Regardless of the fact that a gamut of tissue-engineered hydrogels have been studied for their remedial application in stroke, clinical translation of hydrogels in stroke treatment has a long way to go. The human brain is extremely complex and dynamic with varying tissue mechanical strength, multiple cell types, and ECM molecules. These factors need to be addressed systematically while designing hydrogels for neural applications for better clinical outcomes. The lack of spatiotemporal control within engineered hydrogel constructs results in nonuniform cell distribution and low cell penetration capacity along with poor vascularization and mass transfer leading to loss of cell viability and functionality upon transplantation [41]. Translation from small animal models to the human biological system, with its complex vasculature, innervation, and other micro- and macroarchitecture, poses a major challenge in hydrogel engineering. Furthermore, drug loading efficiency of hydrogel systems is often limited by their poor tensile strength, which also affects the hydrogel retention within the site of application [194]. Also, high porosity and limited control over the material properties in many hydrogels often leads to rapid initial burst release, which might deter the clinical application of hydrogels as sustained drug delivery systems [195]. Synthetic hydrogels tailored for specific applications are often associated with challenges such as the presence of toxic crosslinkers, unreacted monomers, high crystallinity, etc. [194]. A fine balance needs to be maintained between scaffold efficiency and safety without compromising on its functionality. While hydrogels can be engineered complying with the design constraints for neurological applications, its safety and feasibility are also of paramount significance. The scalability of the developed hydrogels for clinical translation also needs to be considered. There is a need to develop novel methods to harness the potential of biomaterials and stem cells to fabricate cytocompatible and efficacious tissue constructs. Engineering biomaterial constructs with sound knowledge about their chemical and mechanical properties, interactions at the cellular interface, immunogenicity, mass transfer efficiency as well as scalability and reproducibility is cardinal for clinical translation of tissue engineering technologies [196].

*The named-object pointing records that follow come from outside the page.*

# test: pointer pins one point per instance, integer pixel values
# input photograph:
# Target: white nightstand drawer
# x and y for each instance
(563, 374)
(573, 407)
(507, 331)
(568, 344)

Despite the proven efficacy of stem cells, there are still ethical issues regarding their clinical applications. While hiPSCs are an answer to the ethical concerns and lack of patient specificity of stem cells, hiPSC generation and expansion is cumbersome and needs optimization [197]. Moreover, inefficient reprogramming efficiency of iPSCs, immunogenicity, and teratoma formation upon transplantation pose challenges to the clinical application of hiPSCs [198]. Overcoming these limitations depends on designing well-defined biomaterial-based cell culture strategies for iPSC derivation, expansion, and differentiation. Tissue-engineered scaffolds should not only be able to modulate the presentation and kinetics of reprogramming factors but also provide a conducive microenvironment to facilitate iPSC differentiation.

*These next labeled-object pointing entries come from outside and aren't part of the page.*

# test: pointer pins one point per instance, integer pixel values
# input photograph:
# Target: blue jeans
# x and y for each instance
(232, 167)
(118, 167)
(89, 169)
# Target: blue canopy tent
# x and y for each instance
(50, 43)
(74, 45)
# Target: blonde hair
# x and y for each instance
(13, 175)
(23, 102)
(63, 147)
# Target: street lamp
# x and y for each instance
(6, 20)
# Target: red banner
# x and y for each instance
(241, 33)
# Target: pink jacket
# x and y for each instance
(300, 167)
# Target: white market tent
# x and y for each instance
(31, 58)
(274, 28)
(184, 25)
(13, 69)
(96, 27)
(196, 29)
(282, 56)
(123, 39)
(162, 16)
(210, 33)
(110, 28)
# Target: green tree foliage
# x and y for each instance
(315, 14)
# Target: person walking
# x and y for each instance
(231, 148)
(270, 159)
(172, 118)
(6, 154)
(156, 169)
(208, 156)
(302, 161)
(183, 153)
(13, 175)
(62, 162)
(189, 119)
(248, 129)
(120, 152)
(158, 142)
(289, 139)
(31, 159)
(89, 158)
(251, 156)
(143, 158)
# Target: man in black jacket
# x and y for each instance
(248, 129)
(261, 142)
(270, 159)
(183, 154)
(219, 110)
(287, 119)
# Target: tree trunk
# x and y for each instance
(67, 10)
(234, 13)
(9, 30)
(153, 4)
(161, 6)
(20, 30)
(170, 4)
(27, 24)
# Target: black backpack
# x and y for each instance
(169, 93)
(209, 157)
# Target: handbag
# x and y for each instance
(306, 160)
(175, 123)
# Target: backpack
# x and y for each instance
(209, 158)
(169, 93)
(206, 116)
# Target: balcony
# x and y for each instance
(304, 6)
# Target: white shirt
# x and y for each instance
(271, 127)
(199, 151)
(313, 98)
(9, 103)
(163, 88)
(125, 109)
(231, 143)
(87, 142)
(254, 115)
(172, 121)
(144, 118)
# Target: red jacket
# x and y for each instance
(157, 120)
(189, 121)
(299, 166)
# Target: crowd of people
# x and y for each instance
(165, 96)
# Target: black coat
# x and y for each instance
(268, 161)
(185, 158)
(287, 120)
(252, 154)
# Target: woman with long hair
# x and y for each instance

Although there are several technical and clinical issues to be addressed for the application of hydrogels in clinics, the future of these promising biomaterials appears bright. The brain being a challenging target for tissue engineering, successful translation of these biomaterials from bench to bedside requires their site-specific delivery, monitored by noninvasive high-resolution imaging systems. On the whole, tissue-engineered hydrogels have the potential to surmount the present therapeutic challenges that limit restitution of the stroke-injured brain.